El procedimiento es la castración mental. Se trata de convertir la mascarilla sanitaria en la alegoría de la mordaza intelectual. Se nos tapa la nariz y la boca. Pero también los ojos y los oídos, para preservarnos de los contenidos que no nos convienen.
Estas cosas antes las hacían las dictaduras. Y amagan con ellas algunos gobiernos homologables, pero no le ponen mucho empeño porque ya se ocupan de censurar a conciencia los grandes y pequeños productores culturales.
Ahí tenéis al patrón de HBO, descatalogando Lo que el viento se llevó. Y atribuyendo el sacrificio al bien de la sociedad, preservándola de una película que, según él, incide en la apología del racismo. Ya veréis el tamaño de la pira que puede organizarse, desde el Anábasis a las películas de John Wayne.
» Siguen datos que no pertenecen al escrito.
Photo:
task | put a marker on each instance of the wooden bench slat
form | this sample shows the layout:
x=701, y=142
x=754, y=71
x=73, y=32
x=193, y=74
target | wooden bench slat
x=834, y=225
Más las sociedades se globalizan, más desarrollan un modelo de corrección que degenera en oscurantismo. La pacatería y el puritanismo se han convertido incluso en rasgos de la progresía. Y no tanto de los gobernantes como de los intelectuales y productores que se sienten obligados a consolidar un canon paternalista.
Al ciudadano se le infantiliza. Se le despoja de la capacidad crítica. Se le somete a una dieta hiperglucémica, no vaya a pensar por sí mismo ni a discriminar a titulo particular el límite de la realidad y de la ficción, la frontera entre la obra de arte y la responsabilidad histórica.
El inquisidor posmoderno no viste con sayo ni exhibe medallas. Desarrolla su oficio no solo confortado en el ejercicio del bien, sino convencido de que la censura le conviene a la sociedad.